The 324-page report released Wednesday by the House Energy and Commerce Committee followed an 18-month investigation and focused on the three largest U.S. wholesale drug companies, McKesson Corp., Cardinal Health and AmerisourceBergen, and regional distributors.

The report cited examples of massive pill shipments to West Virginia, which has a population of 1.8 million and has by far the nation’s highest death rate from prescription drugs. McKesson shipped an average of 9,650 hydrocodone pills per day in 2007 to a now-closed pharmacy in Kermit, which has a population of about 400. The shipments were 36 times above a monthly dosage shipment threshold the company had established that year.

The Charleston Gazette-Mail previously cited federal records that showed drug wholesalers shipped 780 million hydrocodone and oxycodone pills to West Virginia from 2007 to 2012, a period when 1,728 people fatally overdosed on the painkillers. Gazette-Mail reporter Eric Eyre won a Pulitzer Prize last year for investigative reporting on the subject.

The committee report calls the shipments “troubling” and said it raises serious questions about compliance with the DEA-administered Controlled Substances Act. Until at least 2010, the DEA didn’t proactively review usage data to combat the diversion of drugs for illicit purposes, the report said.

Drug distributors are required to submit suspicious orders to the DEA, which “still does not have a centralized way to analyze suspicious order reports submitted by drug distributors,” the report said. Instead, suspicious orders are typically reported to local DEA offices, resulting in inconsistent handling under varying regulatory interpretations.

“As the country continues to feel the effects of the opioid crisis, neither distributors nor the DEA can shirk their oversight responsibilities,” the report said.

The report suggests pharmacies with suspicious orders should be subjected to heightened monitoring, Congress should enact additional requirements on suspicious pill orders to clarify database registrant responsibilities, and the DEA should work to provide more real-time data to registrants.

Earlier this year the DEA approved a rule change requiring drugmakers to identify a legitimate need for opioids to justify their production in an attempt to rein in their diversion for abuse.

The DEA is using critical lessons learned from the opioid crisis to implement policy improvements and “make sure what happened in West Virginia never happens again,” spokesman Wade Sparks said in a statement Thursday.
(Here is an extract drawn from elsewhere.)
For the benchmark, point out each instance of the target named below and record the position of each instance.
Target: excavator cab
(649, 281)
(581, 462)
More than 351,000 people have died of opioid overdoses in the United States since 1999, and far more people die each year from opioid misuse than from traffic accidents or violence, the report said.

“This investigation is a start to establish some accountability and understanding about the epidemic, but this inquiry is only a look at a piece of the overall puzzle,” the report said. “There are other actors involved in the epidemic including manufacturers, pharmacies, physicians, and drug traffickers.”
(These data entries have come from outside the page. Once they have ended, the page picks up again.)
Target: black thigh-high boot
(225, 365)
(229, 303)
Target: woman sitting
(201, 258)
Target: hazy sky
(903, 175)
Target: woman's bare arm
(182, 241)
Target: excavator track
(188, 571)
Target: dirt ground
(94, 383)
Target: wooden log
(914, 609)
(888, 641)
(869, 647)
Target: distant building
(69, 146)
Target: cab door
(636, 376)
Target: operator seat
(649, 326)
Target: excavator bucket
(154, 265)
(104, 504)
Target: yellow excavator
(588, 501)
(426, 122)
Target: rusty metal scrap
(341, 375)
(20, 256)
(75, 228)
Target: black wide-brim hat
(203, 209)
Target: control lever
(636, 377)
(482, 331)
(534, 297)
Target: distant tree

McKesson, AmerisourceBergen and Cardinal Health face lawsuits from local governments in multiple states.

Last year, San Francisco-based McKesson agreed to pay $150 million to settle a federal complaint that it failed to detect and report pharmacies’ suspicious orders of prescription pain pills. The company also agreed to a multi-year suspension of sales of controlled substances from distribution centers in Colorado, Ohio, Michigan and Florida.

While not commenting on the committee’s report, McKesson said Thursday it is committed to “acting with urgency and working together to end this national crisis.”
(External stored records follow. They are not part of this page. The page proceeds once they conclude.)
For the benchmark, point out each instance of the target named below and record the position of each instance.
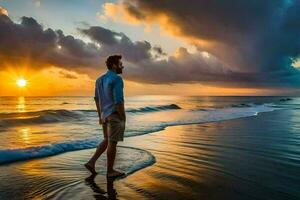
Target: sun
(21, 82)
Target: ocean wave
(37, 117)
(154, 108)
(13, 155)
(199, 116)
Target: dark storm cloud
(255, 37)
(243, 54)
(113, 42)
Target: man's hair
(114, 59)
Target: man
(109, 101)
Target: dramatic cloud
(3, 11)
(261, 38)
(239, 43)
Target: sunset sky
(202, 47)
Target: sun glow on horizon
(21, 82)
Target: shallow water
(253, 157)
(32, 127)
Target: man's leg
(90, 165)
(111, 155)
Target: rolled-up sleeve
(118, 90)
(96, 96)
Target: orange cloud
(3, 11)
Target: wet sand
(248, 158)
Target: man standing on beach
(109, 101)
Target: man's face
(119, 67)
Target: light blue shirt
(109, 92)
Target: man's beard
(119, 71)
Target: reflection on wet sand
(100, 193)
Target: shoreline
(192, 161)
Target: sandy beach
(236, 159)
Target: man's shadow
(100, 193)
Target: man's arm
(96, 98)
(98, 109)
(119, 97)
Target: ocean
(175, 148)
(32, 127)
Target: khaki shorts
(115, 128)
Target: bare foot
(115, 174)
(90, 168)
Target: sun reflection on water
(21, 106)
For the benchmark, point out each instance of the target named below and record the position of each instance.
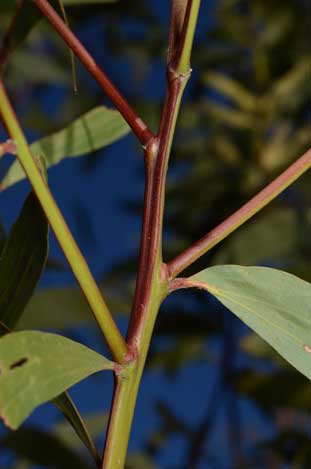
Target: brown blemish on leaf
(19, 363)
Chesterbrook, Pennsylvania-based AmerisourceBergen said in a statement it has proactively enacted many of the report’s recommendations but has “virtually no interaction with physicians and limited legal ability to gather information on their practices and prescribing behavior.”

Dublin Ohio-based Cardinal Health said it would “continue to implement rigorous anti-diversion controls.” A company statement said it is an intermediary in the pharmaceutical supply chain that “plays a limited but vital role.”